Como funcionará o cashback para famílias de baixa renda?

Existem algumas regras. Vai depender do item, por exemplo, o botijão de gás, ele vai ter 100% de retorno, para o CBS, que é um imposto federal, e 20% do IBS, que é o imposto estadual  e municipal. Isso aí retorna para o cidadão. Itens como luz, água, entre outros também tem a mesma distribuição de alíquota de retorno, 100% de CBS e 20% de IBS. E todos os outros demais itens terão um retorno de 20% em cima do IBS, dada a classificação a ser divulgada pelo governo. Então, o cashback tem, mais ou menos, essa lógica, ou seja, no geral o IBS está sendo em 20% de retorno, e o CBS  um pouco mais, a depender da essenciabilidade do bem.
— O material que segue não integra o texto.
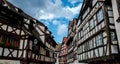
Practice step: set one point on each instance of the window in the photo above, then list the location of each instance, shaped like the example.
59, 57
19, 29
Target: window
99, 40
113, 37
79, 35
100, 15
92, 24
90, 44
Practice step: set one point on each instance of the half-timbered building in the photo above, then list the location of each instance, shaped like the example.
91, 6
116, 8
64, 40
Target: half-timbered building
63, 51
23, 38
97, 40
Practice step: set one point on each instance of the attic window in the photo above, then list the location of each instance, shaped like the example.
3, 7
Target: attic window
16, 9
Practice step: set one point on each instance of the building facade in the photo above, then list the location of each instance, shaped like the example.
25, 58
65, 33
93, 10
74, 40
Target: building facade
63, 51
116, 10
97, 39
57, 53
72, 42
23, 39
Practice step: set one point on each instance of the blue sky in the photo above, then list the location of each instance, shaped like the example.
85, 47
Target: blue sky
55, 14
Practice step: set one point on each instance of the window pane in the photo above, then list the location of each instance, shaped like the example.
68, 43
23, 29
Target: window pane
91, 24
99, 40
100, 15
113, 36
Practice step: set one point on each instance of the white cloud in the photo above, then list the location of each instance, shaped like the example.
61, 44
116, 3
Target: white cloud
62, 28
56, 10
74, 1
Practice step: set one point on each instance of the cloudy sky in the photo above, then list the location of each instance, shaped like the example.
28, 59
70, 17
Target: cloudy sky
55, 14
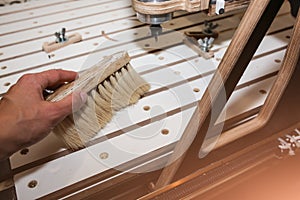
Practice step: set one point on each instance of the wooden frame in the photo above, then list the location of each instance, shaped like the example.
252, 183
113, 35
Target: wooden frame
248, 36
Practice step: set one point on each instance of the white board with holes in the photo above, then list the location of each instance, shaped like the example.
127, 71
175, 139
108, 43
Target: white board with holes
178, 78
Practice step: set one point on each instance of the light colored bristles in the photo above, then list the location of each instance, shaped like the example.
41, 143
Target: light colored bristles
124, 87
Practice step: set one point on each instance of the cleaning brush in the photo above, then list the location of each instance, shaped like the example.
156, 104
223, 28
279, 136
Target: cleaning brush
111, 84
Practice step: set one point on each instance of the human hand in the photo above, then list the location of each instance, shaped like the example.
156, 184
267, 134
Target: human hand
25, 116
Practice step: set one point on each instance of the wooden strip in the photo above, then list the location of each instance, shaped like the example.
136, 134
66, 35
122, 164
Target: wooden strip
169, 113
61, 18
113, 48
47, 11
29, 6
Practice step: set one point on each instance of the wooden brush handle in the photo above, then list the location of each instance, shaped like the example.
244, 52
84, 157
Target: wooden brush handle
91, 77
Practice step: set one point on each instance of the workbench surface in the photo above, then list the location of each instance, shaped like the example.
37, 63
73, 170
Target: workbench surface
178, 78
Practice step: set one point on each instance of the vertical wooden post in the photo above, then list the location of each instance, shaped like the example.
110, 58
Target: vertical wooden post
246, 40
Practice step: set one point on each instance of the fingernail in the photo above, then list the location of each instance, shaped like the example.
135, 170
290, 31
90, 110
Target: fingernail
83, 97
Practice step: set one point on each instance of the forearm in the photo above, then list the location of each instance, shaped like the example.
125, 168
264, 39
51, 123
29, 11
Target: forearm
8, 140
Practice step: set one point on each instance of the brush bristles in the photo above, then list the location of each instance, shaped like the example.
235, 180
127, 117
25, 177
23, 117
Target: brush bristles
124, 87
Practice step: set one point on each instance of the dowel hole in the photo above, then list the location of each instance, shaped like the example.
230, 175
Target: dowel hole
196, 90
146, 108
103, 155
24, 151
277, 60
165, 131
32, 184
263, 91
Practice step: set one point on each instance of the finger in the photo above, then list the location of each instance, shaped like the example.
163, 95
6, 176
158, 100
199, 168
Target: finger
68, 105
55, 77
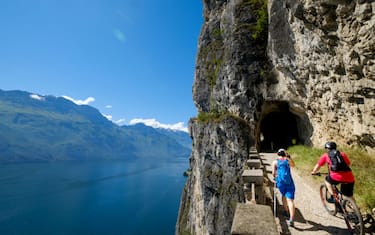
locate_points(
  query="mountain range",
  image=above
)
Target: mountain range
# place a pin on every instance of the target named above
(49, 128)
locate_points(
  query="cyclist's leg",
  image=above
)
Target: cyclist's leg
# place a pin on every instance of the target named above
(282, 190)
(329, 183)
(290, 200)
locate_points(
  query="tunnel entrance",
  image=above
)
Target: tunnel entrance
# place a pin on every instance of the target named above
(280, 127)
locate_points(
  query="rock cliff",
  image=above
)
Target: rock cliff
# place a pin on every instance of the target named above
(271, 74)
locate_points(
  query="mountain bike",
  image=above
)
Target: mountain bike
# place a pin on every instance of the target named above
(343, 205)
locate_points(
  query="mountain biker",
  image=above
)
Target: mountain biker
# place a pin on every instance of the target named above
(344, 177)
(281, 167)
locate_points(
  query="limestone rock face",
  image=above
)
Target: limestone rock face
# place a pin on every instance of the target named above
(323, 55)
(307, 77)
(214, 186)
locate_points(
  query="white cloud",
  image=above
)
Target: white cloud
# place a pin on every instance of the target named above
(87, 101)
(119, 35)
(153, 123)
(109, 117)
(120, 122)
(37, 97)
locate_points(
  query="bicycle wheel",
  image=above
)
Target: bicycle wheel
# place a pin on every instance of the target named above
(352, 216)
(324, 196)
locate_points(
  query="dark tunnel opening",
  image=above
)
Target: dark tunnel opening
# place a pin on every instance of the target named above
(279, 128)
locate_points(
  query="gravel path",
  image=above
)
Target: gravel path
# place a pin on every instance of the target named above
(311, 217)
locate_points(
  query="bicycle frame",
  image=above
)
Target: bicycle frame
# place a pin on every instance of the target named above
(346, 206)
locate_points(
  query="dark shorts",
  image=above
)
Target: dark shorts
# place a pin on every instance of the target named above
(346, 188)
(287, 191)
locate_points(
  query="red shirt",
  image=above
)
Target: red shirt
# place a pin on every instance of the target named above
(340, 176)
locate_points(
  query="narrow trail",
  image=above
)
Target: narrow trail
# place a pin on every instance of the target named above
(311, 217)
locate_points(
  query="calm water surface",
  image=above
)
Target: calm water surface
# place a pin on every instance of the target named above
(101, 197)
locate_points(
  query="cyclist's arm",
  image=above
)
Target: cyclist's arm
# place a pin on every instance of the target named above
(290, 160)
(316, 169)
(274, 169)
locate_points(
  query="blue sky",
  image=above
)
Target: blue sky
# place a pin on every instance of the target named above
(133, 60)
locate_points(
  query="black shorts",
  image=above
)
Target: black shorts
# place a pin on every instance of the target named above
(346, 188)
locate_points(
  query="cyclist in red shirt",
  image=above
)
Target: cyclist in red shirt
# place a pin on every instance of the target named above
(344, 176)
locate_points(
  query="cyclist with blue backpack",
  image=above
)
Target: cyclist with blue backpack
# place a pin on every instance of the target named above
(284, 182)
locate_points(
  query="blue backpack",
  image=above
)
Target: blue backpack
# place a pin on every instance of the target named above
(284, 176)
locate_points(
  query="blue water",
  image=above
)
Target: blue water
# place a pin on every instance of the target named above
(101, 197)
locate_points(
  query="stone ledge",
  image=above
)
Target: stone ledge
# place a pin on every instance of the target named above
(252, 219)
(253, 176)
(256, 163)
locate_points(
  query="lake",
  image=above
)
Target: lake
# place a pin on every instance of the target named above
(98, 197)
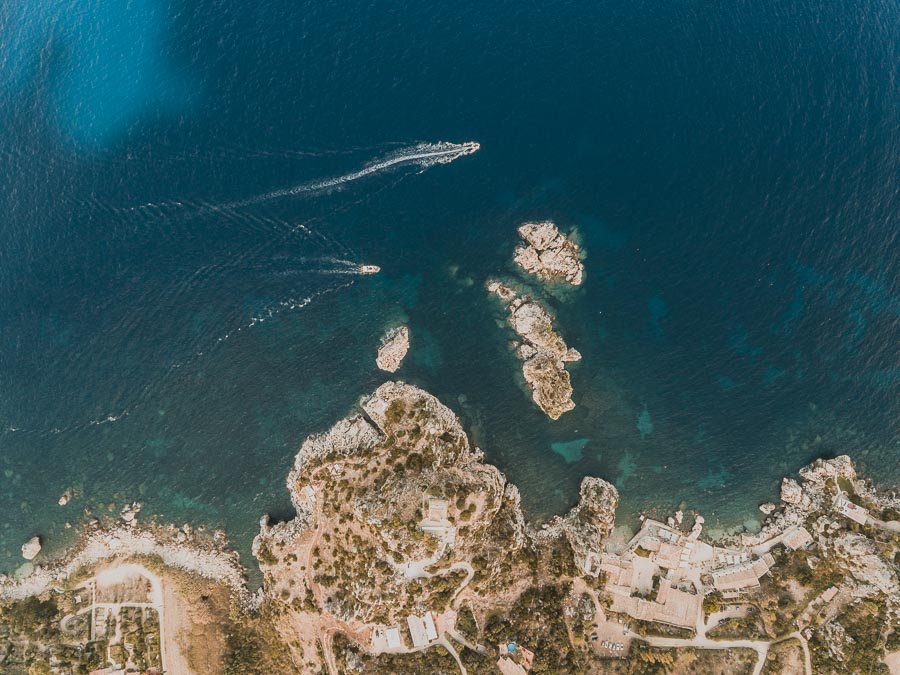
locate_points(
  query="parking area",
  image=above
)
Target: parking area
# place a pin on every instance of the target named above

E o imposto seletivo? Como ele funciona?

O imposto seletivo, popularmente conhecido como imposto do pecado, é um imposto mais elevado para produtos que são essencialmente prejudiciais à saúde ou ao meio ambiente. Então, à saúde: bebidas alcoólicas e cigarros, por exemplo, são itens que estão sendo punidos nesse imposto seletivo. Ao meio ambiente: a gente tem aí carros, itens que têm uma geração de descarte de baterias, dentre outros.  Então, aquilo que torna a saúde humana pior, ou o meio ambiente pior está sendo punido, anteriormente, pelo imposto seletivo, pensando que lá na frente você tem o gasto com isso. Um exemplo: um fumante, que lá na frente pode utilizar o serviço do SUS (Sistema Único de Saúde) para poder fazer o tratamento de alguma sequela, oriunda do cigarro,  ele já paga o imposto pensando que, lá na frente, caso tenha que usar o serviço de saúde, ele já pagou mais por isso. Aí o sistema de saúde consegue fazer o tratamento dele porque teve esse recurso adicional lá atrás, caso ele não tenha dinheiro para bancar de forma privada. Então, a lógica é mais ou menos essa, você já cobra antes pensando no uso lá futuro.